ISSN : 2146-3123
E-ISSN : 2146-3131

Microsurgery for Vestibular Schwannoma via Retrosigmoid Transmeatal Approach with Intraoperative Monitoring Techniques
Li-Hua Chen1, Hong-Tian Zhang1, Kai Sun2, Wen-Jin Chen1, Ru-Xiang Xu1
1Department of Neurosurgery, Sichuan Academy of Medical Sciences and Sichuan Provincial People’s Hospital, University of Electronic Science and Technology of China, Chengdu, China
2Department of Neurosurgery, The Third Affiliated Hospital of The Third Military Medical University, Chongqing, China
DOI : 10.5152/balkanmedj.2021.20145
Pages : 212-221

Background: Functional preservation of cranial nerves remains an issue in surgical treatment of vestibular schwannoma.
Aims: To explore the functional outcomes of vestibular schwannoma removed by microsurgery via a retrosigmoid transmeatal approach with intraoperative monitoring techniques.
Study Design: A retrospective cross-sectional study was conducted on a group of patients with vestibular schwannoma operated by microsurgery.

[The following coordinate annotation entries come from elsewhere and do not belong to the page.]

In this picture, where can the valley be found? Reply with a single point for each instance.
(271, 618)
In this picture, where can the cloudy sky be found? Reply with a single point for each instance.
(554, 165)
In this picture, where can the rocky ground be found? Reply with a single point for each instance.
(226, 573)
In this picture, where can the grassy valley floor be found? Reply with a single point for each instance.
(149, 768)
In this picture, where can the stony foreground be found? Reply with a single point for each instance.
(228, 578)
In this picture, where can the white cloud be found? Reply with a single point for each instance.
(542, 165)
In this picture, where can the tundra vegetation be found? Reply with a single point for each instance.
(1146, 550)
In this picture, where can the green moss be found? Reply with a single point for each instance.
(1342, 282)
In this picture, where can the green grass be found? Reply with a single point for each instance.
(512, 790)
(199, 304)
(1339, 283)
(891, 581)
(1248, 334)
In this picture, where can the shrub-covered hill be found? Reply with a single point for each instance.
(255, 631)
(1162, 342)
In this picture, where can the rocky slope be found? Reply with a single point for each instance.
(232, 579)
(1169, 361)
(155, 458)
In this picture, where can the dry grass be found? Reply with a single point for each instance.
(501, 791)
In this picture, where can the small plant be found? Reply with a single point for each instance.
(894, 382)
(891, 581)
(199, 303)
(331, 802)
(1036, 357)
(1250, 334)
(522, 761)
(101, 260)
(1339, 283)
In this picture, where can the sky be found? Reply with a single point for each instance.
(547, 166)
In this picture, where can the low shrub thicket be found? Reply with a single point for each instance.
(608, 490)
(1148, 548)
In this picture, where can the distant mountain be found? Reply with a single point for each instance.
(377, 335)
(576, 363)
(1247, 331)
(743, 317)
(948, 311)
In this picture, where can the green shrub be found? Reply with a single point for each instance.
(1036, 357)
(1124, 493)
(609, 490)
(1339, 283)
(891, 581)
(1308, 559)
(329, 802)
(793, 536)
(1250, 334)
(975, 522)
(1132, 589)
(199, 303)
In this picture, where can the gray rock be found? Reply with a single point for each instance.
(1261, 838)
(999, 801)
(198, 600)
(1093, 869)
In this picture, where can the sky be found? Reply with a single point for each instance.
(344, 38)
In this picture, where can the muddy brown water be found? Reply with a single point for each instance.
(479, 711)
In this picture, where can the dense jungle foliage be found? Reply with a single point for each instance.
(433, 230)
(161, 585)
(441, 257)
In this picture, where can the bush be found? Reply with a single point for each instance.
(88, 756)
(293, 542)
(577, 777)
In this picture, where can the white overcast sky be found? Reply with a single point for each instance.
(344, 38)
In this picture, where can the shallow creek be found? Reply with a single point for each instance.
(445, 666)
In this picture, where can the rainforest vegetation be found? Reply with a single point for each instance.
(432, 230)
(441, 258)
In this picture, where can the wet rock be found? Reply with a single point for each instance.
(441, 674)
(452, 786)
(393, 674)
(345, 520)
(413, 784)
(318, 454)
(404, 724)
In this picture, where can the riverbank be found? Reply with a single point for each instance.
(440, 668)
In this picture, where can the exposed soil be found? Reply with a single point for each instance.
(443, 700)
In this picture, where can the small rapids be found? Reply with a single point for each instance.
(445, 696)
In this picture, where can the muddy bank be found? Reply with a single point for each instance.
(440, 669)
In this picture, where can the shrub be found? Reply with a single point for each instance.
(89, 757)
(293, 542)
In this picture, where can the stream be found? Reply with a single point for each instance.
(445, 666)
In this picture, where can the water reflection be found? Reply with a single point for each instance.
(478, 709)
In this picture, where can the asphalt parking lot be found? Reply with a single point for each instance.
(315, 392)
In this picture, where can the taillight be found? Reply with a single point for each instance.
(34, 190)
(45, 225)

Methods: The outcomes, including the extent of tumor removal, the anatomic positions of the facial nerve, and postoperative Karnofsky performance status score, facial nerve function, and hearing function were reviewed and were statistically compared among tumor sizes (small, medium, and giant) and intraoperative monitoring types [electrophysiological monitoring only (E), electrophysiological monitoring + intraoperative imaging examination (E+I), and electrophysiological monitoring + neuronavigation (E+N)].
Results: A total of 436 patients with VS received microsurgery. The position of the facial nerve was anterior in 85.5% of cases with small vestibular schwannoma. Other position patterns, especially anterior–superior and anterior–inferior, increased in tumors > 2.0 cm. Total resections were performed in all patients with small vestibular schwannoma. A total of 98.1% and 84.8% of patients with medium and giant vestibular schwannoma, respectively, had total resections. More than 90% of patients in all of the 3 monitoring groups had total resections. More than 80% of patients had excellent Karnofsky performance status score regardless of tumor size and monitoring type. After surgery, 100%, 84.4%, and 59.8% of patients with small-, medium-, and giant-sized vestibular schwannoma, respectively, had good facial nerve function. More than 70% of patients in all of the 3 monitoring groups had good facial nerve function postoperatively. The hearing preservation rate was 26.7% and 7.7% in small- and medium-sized vestibular schwannoma, respectively, and was 21.6% and 27.3% in the E group and the E+N group, respectively. The statistical analyses showed that tumor size was significantly associated with the extent of tumor resection, facial nerve localization, complications, postoperative Karnofsky performance status score, facial nerve function, and hearing function (all P ≤ .001). Monitoring type was significantly associated with the extent of resection (P ≤ .001). Additionally, patients in the E+N group had higher total resection rates than those in the E group (P ≤ .001). No cerebrospinal fluid leakage and surgery-related death occurred.
Conclusion: In vestibular schwannoma microsurgery, tumor size is an important parameter that affects the localization of the facial nerve, the extent of resection, postoperative outcomes and complications. Intraoperative electrophysiological techniques combined with neuronavigation may be helpful to improve the extent of resection.